Where were you when

It’s almost that time when the date September 11 appears on the calendar and most people remember where they were and what they were doing when they heard about the attack on the World Trade Center in New York City.

Although it’s a solemn day for many people, most have forgotten the utter horror of that day. For me, its not only a matter of where I was when I heard the news, but what I felt, and what my first impressions were.


I was at work and it was afternoon here in South Africa and somebody mentioned that something was happening at the World Trade Centre, and my first thought was for a building in Kempton Park in Johannesburg where negotiations had taken place for the transition from apartheid to democracy. Naturally, I wondered why some people would have a beef about that particular building. Until I saw the images (someone had switched on the television in the tea area). It wasn’t Kempton Park, it was New York.
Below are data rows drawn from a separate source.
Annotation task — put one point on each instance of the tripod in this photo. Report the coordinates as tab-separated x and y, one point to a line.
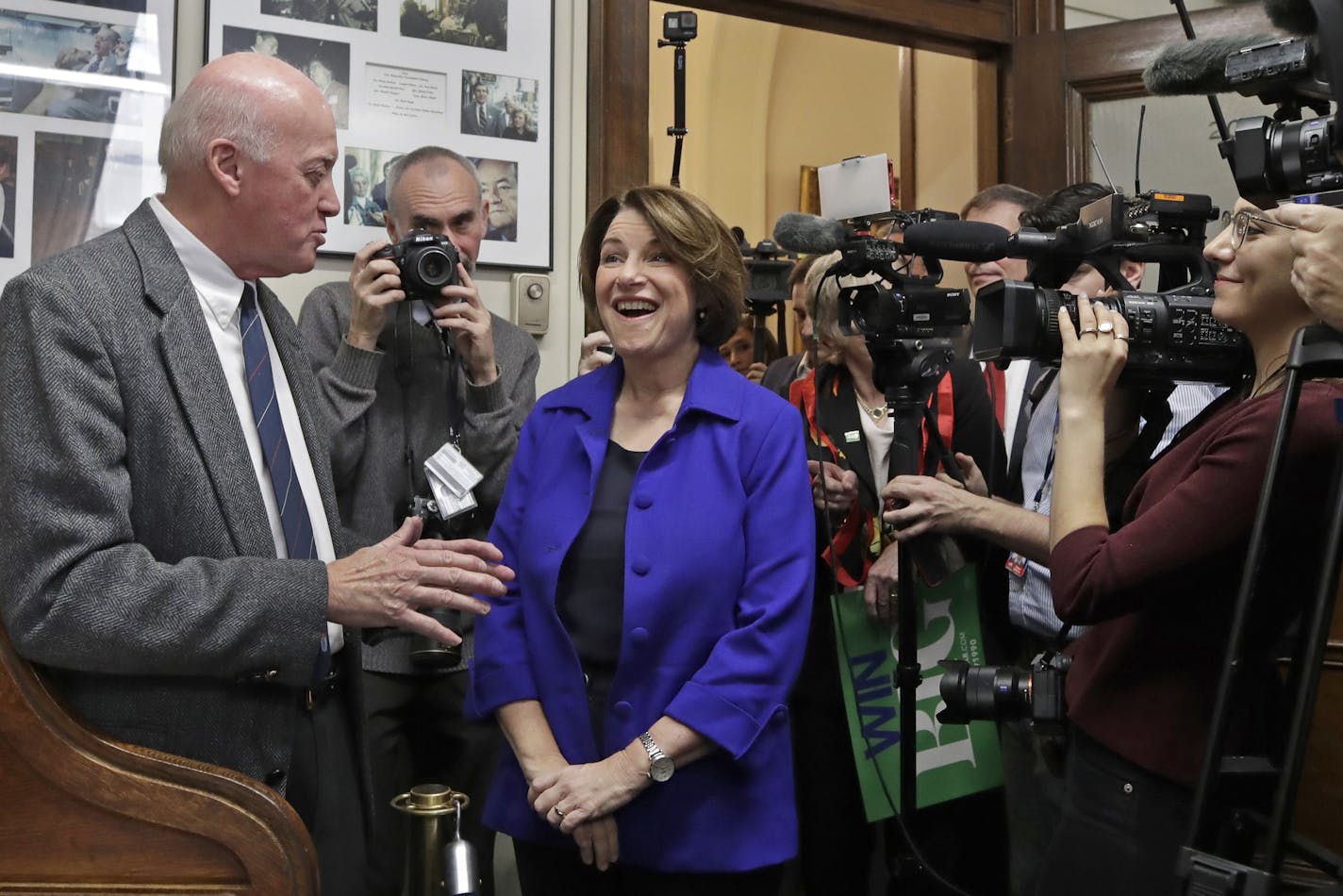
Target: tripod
1317	351
906	373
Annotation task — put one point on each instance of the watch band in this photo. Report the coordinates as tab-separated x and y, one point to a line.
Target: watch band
659	765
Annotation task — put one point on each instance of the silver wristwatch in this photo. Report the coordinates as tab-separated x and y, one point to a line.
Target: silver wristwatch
659	763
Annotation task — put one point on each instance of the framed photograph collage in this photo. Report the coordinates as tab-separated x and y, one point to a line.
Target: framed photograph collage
473	75
84	88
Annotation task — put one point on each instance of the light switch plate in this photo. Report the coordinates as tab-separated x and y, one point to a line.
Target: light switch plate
532	303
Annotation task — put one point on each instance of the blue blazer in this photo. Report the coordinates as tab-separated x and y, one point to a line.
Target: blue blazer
720	557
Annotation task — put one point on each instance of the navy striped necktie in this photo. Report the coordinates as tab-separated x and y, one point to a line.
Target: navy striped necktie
279	464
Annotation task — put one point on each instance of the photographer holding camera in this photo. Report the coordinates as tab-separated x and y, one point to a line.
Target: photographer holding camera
1158	589
405	368
851	433
1033	774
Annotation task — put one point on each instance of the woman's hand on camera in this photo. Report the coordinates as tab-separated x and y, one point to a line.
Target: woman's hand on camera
1093	357
924	504
880	591
974	477
833	488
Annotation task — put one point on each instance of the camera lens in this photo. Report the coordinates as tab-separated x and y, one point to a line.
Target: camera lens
434	268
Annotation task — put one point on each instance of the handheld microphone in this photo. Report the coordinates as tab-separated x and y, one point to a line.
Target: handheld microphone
808	234
1296	16
960	241
1196	67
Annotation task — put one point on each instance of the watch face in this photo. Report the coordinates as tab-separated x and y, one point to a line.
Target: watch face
661	769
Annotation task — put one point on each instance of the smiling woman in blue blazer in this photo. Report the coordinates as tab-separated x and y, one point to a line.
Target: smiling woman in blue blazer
659	520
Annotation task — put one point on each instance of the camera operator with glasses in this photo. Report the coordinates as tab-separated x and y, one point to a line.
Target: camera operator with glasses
1318	268
1032	765
1158	589
399	379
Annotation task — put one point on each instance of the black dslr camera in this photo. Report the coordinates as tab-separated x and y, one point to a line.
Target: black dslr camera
427	263
1003	693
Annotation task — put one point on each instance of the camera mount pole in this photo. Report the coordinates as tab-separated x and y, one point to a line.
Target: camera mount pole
1317	351
677	128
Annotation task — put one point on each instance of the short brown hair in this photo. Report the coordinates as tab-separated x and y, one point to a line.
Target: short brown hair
692	235
990	196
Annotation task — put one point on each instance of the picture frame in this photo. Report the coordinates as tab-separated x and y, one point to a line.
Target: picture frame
402	75
84	91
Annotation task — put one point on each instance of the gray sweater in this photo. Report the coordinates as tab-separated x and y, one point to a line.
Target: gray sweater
390	410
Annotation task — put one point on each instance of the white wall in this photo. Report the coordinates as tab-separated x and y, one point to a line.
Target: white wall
559	347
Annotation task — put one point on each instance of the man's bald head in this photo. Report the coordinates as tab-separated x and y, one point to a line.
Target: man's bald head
243	97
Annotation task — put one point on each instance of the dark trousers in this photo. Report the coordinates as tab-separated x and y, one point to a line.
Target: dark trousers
1121	826
323	790
548	871
417	735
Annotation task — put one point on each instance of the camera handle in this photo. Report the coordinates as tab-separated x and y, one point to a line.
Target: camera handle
1317	351
677	129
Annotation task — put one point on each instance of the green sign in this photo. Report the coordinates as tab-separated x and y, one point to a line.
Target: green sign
953	760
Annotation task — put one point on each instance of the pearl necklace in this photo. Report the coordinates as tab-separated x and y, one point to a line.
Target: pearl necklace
877	414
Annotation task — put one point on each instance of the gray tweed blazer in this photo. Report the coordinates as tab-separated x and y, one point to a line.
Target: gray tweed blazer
136	560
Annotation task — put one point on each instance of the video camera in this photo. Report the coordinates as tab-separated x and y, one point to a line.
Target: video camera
769	268
900	304
1003	693
1285	156
1172	333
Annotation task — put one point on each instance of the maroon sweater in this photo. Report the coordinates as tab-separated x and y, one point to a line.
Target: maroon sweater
1159	591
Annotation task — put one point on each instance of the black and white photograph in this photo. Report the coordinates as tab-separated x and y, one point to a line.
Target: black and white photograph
500	107
345	13
8	180
392	92
499	187
472	23
366	186
125	6
325	62
84	70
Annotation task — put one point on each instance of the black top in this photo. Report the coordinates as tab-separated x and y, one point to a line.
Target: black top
591	589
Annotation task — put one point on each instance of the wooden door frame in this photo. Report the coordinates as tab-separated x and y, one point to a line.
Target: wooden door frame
618	65
1064	72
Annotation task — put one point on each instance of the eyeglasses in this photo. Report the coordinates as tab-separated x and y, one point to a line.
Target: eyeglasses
1240	224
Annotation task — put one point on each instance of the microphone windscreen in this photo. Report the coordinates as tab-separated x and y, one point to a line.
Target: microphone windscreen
1196	66
959	241
1296	16
808	234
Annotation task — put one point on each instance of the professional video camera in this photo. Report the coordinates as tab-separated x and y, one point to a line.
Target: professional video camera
909	322
1285	156
427	262
767	272
1172	335
1003	693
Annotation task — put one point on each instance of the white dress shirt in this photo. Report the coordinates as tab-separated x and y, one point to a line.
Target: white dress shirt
219	291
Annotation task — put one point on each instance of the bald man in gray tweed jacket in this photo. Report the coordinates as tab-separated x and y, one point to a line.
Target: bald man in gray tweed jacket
144	559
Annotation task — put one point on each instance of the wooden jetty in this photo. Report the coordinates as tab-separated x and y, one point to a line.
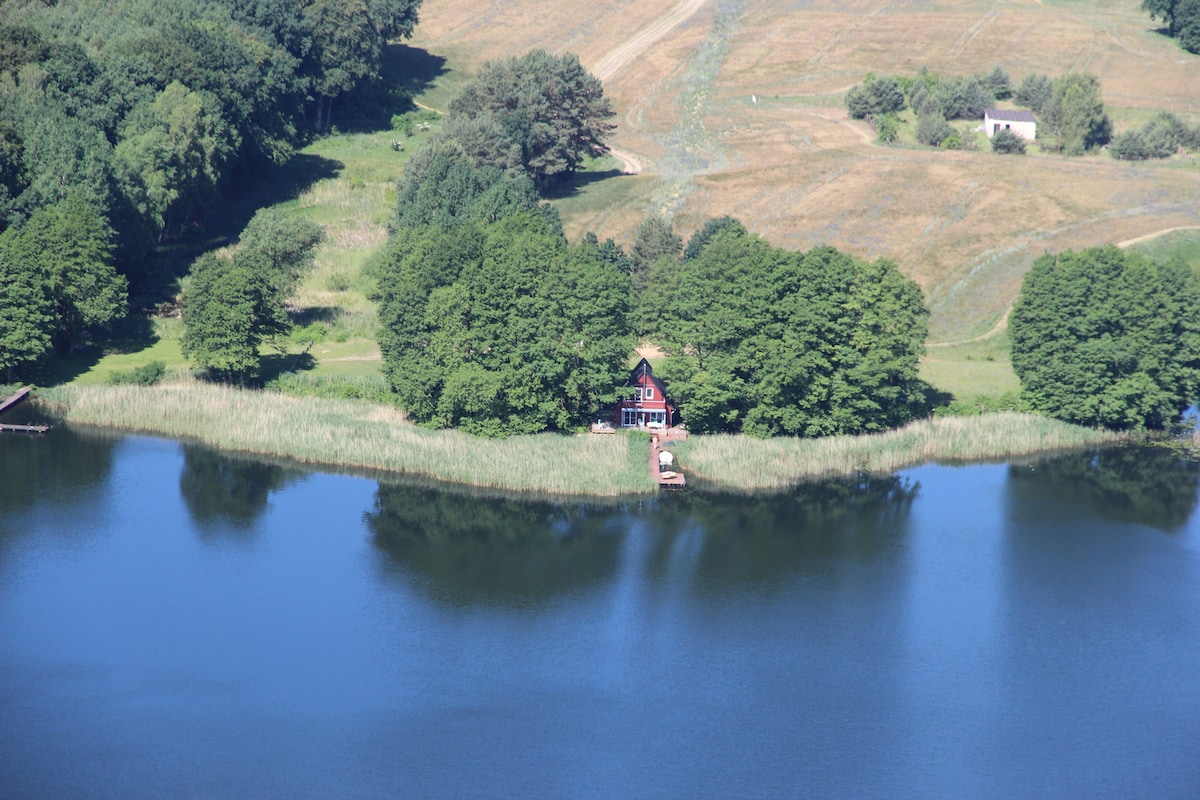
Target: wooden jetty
671	480
22	394
24	428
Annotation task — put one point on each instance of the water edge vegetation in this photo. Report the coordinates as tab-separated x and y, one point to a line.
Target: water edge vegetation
359	434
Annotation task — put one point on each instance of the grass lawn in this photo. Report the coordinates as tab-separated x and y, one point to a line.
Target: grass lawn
972	368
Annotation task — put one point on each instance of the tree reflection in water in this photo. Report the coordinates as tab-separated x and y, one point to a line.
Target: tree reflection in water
479	548
1143	485
465	547
66	463
228	491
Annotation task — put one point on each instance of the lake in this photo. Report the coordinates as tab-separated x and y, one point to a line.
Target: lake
179	623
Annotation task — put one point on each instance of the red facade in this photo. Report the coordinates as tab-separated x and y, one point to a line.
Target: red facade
646	403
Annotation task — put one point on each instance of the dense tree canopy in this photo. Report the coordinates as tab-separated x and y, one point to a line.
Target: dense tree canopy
233	305
502	328
1182	18
1075	113
552	112
1161	137
875	97
149	107
767	341
1108	337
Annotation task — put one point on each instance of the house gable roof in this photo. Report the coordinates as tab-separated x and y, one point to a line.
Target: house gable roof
1009	115
643	367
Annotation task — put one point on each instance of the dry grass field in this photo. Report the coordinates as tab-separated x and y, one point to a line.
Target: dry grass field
792	166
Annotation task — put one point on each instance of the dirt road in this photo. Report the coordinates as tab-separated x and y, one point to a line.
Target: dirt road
630	49
613	61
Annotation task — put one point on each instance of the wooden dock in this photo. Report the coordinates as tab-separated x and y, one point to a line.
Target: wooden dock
22	394
15	400
24	428
673	480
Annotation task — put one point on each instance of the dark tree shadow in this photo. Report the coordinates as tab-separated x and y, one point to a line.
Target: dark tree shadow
315	314
155	281
403	72
412	68
130	335
576	182
274	365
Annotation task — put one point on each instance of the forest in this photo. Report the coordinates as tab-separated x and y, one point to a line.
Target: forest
123	124
125	130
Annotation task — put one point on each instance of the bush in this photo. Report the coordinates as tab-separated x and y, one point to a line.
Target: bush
1008	143
1108	337
933	128
1035	91
148	374
875	97
952	142
1128	145
887	128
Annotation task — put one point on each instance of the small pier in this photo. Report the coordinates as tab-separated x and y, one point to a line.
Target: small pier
15	400
670	479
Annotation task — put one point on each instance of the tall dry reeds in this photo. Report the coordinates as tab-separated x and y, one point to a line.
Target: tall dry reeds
359	434
749	464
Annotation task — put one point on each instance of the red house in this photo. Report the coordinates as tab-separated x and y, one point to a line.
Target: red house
647	404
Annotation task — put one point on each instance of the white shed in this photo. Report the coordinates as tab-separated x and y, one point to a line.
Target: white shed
1019	122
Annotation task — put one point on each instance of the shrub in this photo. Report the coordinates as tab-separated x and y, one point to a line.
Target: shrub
337	281
933	128
1128	145
148	374
875	97
1035	91
887	128
1008	143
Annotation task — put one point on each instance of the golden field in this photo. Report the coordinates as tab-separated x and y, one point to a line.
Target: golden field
792	166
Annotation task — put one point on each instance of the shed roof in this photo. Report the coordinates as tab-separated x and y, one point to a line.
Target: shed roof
1009	115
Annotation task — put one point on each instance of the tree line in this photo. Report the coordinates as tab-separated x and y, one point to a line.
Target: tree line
121	122
1182	18
1108	337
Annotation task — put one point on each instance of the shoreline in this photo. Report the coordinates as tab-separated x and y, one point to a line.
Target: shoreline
363	435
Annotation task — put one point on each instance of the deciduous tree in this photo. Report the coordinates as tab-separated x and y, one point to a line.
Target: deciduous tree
550	107
1108	337
502	329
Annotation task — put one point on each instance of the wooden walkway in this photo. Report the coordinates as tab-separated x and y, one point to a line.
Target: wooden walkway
22	394
24	428
673	480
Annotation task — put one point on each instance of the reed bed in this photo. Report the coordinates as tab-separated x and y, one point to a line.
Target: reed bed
357	434
749	464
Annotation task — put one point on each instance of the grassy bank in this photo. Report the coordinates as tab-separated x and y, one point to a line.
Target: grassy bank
357	434
751	464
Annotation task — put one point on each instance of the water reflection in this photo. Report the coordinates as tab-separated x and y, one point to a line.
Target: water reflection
762	539
479	548
1147	486
228	491
465	547
60	463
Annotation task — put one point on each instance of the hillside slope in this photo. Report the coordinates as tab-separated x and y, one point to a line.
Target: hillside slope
792	166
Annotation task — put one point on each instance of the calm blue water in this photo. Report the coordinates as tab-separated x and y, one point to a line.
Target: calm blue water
177	623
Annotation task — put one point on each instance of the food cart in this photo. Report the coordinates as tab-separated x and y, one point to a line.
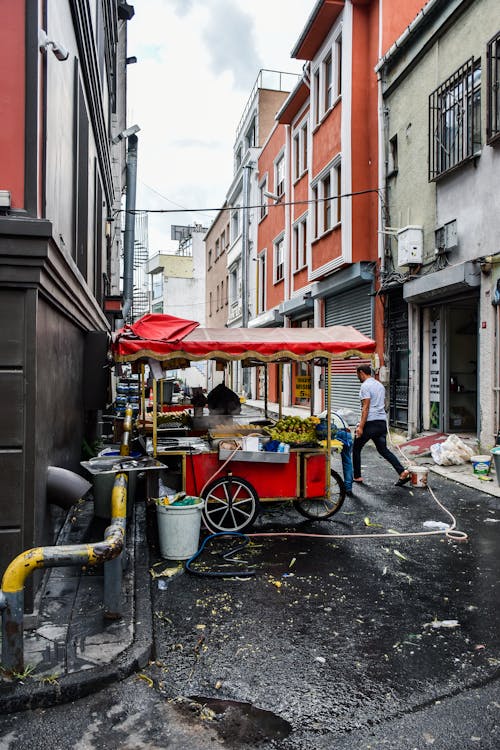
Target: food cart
214	462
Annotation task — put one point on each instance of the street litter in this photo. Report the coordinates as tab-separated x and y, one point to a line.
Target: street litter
439	525
369	523
452	451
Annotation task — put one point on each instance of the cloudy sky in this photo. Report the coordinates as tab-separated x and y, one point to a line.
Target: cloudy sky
197	63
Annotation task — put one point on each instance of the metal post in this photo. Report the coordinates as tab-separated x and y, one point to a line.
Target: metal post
113	569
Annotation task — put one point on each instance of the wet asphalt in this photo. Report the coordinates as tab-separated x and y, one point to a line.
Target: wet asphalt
334	642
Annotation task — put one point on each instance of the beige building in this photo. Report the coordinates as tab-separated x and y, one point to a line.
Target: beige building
216	245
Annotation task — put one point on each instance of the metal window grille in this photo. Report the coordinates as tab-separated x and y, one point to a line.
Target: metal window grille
454	120
493	88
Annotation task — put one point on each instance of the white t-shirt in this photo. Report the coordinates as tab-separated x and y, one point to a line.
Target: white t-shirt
375	391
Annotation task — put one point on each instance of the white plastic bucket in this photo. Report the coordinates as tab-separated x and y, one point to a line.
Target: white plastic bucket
179	530
481	465
419	476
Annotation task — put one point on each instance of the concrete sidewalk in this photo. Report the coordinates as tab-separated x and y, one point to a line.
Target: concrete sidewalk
72	650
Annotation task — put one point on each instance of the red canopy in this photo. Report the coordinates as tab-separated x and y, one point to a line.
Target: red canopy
177	341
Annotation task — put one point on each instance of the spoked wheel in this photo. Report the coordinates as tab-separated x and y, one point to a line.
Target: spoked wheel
318	508
231	504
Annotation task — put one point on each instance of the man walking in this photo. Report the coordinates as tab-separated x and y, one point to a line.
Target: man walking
373	425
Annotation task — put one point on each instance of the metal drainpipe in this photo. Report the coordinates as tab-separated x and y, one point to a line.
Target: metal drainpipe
129	234
245	249
14	578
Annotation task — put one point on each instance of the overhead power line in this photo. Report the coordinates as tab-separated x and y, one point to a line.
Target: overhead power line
274	204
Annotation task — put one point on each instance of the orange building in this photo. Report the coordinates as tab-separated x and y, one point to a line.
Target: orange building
319	239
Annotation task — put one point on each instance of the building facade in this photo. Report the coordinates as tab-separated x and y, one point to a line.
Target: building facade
441	132
318	238
62	103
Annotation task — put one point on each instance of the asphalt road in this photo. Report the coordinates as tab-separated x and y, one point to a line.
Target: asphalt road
385	642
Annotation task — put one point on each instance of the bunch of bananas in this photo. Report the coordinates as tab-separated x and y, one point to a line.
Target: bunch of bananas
176	417
294	430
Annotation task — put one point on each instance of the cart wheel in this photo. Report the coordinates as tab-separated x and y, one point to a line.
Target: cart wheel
231	504
318	508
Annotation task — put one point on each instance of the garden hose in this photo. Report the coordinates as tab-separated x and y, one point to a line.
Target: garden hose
225	555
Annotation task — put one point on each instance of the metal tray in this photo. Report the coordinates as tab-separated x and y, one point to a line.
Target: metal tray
262	457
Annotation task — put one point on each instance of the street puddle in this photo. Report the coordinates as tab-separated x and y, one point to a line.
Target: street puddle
244	721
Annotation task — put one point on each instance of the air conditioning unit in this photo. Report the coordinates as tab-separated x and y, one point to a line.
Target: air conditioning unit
410	246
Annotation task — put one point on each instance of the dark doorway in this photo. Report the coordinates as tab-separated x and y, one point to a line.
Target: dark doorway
398	360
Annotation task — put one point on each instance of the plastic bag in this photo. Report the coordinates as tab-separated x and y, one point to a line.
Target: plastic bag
452	451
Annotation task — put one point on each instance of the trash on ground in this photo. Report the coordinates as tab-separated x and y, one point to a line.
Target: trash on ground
370	523
439	525
442	624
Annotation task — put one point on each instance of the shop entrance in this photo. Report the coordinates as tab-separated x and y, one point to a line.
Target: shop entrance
453	356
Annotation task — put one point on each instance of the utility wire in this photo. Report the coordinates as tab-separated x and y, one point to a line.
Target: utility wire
275	204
And I knew that those people in the higher reaches of the tower were in deep, deep trouble. The fire and rescue guys weren’t going to be able to get there for a long time. I knew as I was watching the screen that people were dying in that moment.

It was the days before smart phones with apps and twitter and what not and there were a few people watching the news in the tea area, everybody watching a moment in history unfold. You just knew it was history as it was happening.

I also knew (without the news guys doing much speculating) that it was a terrorist attack and the perpetrators were almost certainly Islamic extremists. The visuals were raw and compelling: great clouds of ash moving like a pyroclastic flow after a volcanic eruption, two Redwoods among buildings crashing to earth in horror, and for me the worst part of the coverage, the falling human beings.

Some time later two French brothers, Jules and Gedeon Naudet released a documentary. They had been embedded with Engine 7/Ladder 1 in Manhattan and filmed the carnage at the World Trade Center, including the impact sounds of those falling human beings striking at the foot of the building.

As it turned out, a super-fit Battalion Chief named Orio Palmer reached the impact zone in tower 2 before the building imploded, meaning that I was wrong and that rescue was coming and but for the collapse, would have saved lives.

Never before had I witnessed (via television) such a profound news event. The Sunday following, the pastor preached a sermon about 9/11 and referenced the events as pointing to the return of Christ…and yet it has been 15 years since that day. Countless acts of terror have occurred since then, and although 9/11 was not the first terror attack ever committed for me it remains the benchmark.

A NYPD policeman was heard at the time remarking that at least it meant that the terrorists didn’t have nuclear weapons. Heaven forbid.

9/11 illustrates for me that:

  • There are lots of horrible people in the world;
  • In 2001, and through 2016 Islam is, unfortunately, not a religion of peace;
  • A decent nation provoked to righteous anger is an awesome thing, just ask Isoroku Yamamoto after Japan had attacked Pearl Harbor, where he apparently remarked, “I fear all we have done is to awaken a sleeping giant and fill him with a terrible resolve.”
  • The CIA tried to prevent bad things; they have HUMINT and SIGINT, but only He has GODINT and even the events of that day serve a purpose in His Kingdom;
  •  Without the Prince of Peace, there can be no peace.